El irónico destello de aquella voz había surgido del vientre ronco de un saxo, no de las cuerdas delicadas de un violín o del suave respiro de una flauta. Eran pues propiedad de un ordinario macho que no tenía piedad y había acabado, sin saberlo acaso, una vez más, con sus sueños. Azorado, maltrecho, el camarero volvió a descubrir que la cárcel mental en la que vivía no tenía resquicios, barrotes limados o túneles excavados con las manos por los que escapar. Quiso pensar, abatido, que para él seguía sin existir la sorpresa, la ambigüedad o la aventura. Por lo que abrió los ojos y sin molestarse en contestar se frotó la barbilla con nerviosismo, trató de forzar una sonrisa de austera cortesía y empujó el carrito hacia la puerta arrollando al propietario de la habitación. “Que te jodan”, pensó.
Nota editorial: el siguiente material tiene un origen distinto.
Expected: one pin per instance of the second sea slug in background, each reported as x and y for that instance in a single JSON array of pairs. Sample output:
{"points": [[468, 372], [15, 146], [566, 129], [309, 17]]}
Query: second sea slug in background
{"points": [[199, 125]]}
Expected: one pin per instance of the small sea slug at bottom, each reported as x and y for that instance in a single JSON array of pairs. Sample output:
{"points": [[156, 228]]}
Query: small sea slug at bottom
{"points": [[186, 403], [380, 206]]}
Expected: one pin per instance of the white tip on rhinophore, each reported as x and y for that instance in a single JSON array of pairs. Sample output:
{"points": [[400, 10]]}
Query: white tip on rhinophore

En el interior le esperaban una cama, dos mesillas, una moqueta grisácea, una puerta que comunicaba con el baño, un armario y una televisión. Un pobre espectáculo al que se sumó el grueso sujeto que le abrió la puerta, que vestía pantalón de pana, camisa y tirantes azules.

- Tenga usted – manifestó el sujeto, ofreciéndole unas míseras monedas que Fabián despreció. Prefirió desaparecer lo más rápido que pudo.
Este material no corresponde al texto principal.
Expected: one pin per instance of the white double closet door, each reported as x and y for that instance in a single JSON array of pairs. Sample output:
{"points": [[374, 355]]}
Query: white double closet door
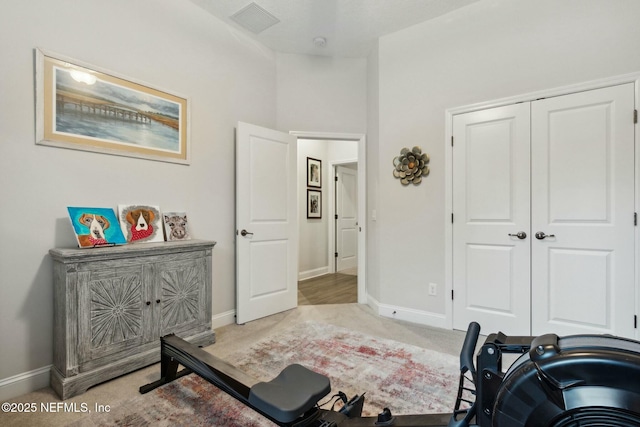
{"points": [[543, 202]]}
“Ese tipo olía peor que una ballena desollada”, rugió para sí, muy inquieto, cuando alcanzó las estancias que daban a la cocina. “Joder, alguien podía arreglar este puto ascensor”, se dijo al pasar junto a él, y mientras las puertas seguían abriéndose y cerrándose.

- Para ya, coño - dijo en voz alta, tratando de evitar que las puertas se cerraran y haciéndose daño -. - ¡Uyyy!, jo... - exclamo, dándole una patada a la puerta y otras a las paredes de la cabina, donde finalmente había entrado. Estaba cabreado.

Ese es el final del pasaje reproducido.